Mich interessieren die Menschen an der Basis, ich möchte gerne Kirchen dort kennenlernen, wo sie sind, um sie zu würdigen und ihnen mit Respekt zu begegnen, ich möchte mich gerne mit der gesamten LWB-Gemeinschaft über Ideen austauschen.
Was bedeutet es für die ELKA und Sie persönlich, Teil dieser weltweiten Gemeinschaft von Kirchen zu sein?
Das ist ganz wichtig, weil es mir auch helfen kann, mich in meiner eigenen Kirche für Veränderungen einzusetzen, wenn wir Fragen stellen in Bezug auf Dinge, zu denen wir uns verpflichtet haben, zu denen unsere Strategien, Grundsätze und Praktiken aber nicht passen.

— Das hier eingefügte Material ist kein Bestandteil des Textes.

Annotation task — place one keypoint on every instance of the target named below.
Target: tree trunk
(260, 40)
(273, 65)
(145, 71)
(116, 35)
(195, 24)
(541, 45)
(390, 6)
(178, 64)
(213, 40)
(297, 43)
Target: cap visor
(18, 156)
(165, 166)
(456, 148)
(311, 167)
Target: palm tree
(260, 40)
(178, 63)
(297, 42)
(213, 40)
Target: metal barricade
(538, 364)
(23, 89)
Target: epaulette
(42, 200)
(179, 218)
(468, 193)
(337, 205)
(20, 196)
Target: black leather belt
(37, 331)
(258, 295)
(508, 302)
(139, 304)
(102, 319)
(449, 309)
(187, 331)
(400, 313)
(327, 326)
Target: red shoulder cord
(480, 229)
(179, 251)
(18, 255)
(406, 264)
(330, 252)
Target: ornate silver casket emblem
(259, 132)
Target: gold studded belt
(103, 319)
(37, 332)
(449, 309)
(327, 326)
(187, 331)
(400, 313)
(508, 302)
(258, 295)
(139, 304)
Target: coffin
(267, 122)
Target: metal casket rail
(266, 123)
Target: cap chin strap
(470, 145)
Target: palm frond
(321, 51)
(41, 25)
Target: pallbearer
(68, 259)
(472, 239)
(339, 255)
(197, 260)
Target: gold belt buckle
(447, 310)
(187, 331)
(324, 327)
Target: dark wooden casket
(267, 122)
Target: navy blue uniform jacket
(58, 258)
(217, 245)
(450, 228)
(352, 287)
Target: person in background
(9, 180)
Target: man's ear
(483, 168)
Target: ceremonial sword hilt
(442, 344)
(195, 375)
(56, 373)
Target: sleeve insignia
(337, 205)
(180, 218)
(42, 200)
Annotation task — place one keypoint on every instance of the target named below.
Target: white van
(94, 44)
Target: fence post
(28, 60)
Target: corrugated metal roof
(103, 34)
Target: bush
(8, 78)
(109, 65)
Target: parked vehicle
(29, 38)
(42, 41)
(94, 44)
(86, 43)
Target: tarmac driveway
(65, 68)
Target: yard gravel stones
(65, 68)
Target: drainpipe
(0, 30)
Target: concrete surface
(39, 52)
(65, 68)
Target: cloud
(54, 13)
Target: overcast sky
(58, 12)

Ich glaube, es macht den Menschen in Amerika bewusst, dass wir nicht nur einen finanziellen Beitrag leisten, wobei das natürlich auch wichtig ist. Aber es hilft uns, zu verstehen, dass wir aufgerufen sind, im Gespräch und Austausch mit anderen zu sein und uns ihre Sichtweisen anzuhören. Als nicht-ordinierte Jugenddelegierte kann ich dadurch mit Kirchenleitenden an einem Tisch sitzen; das bringt uns auf eine Ebene in unserem Verhältnis, damit auch meine Stimme Gehör findet.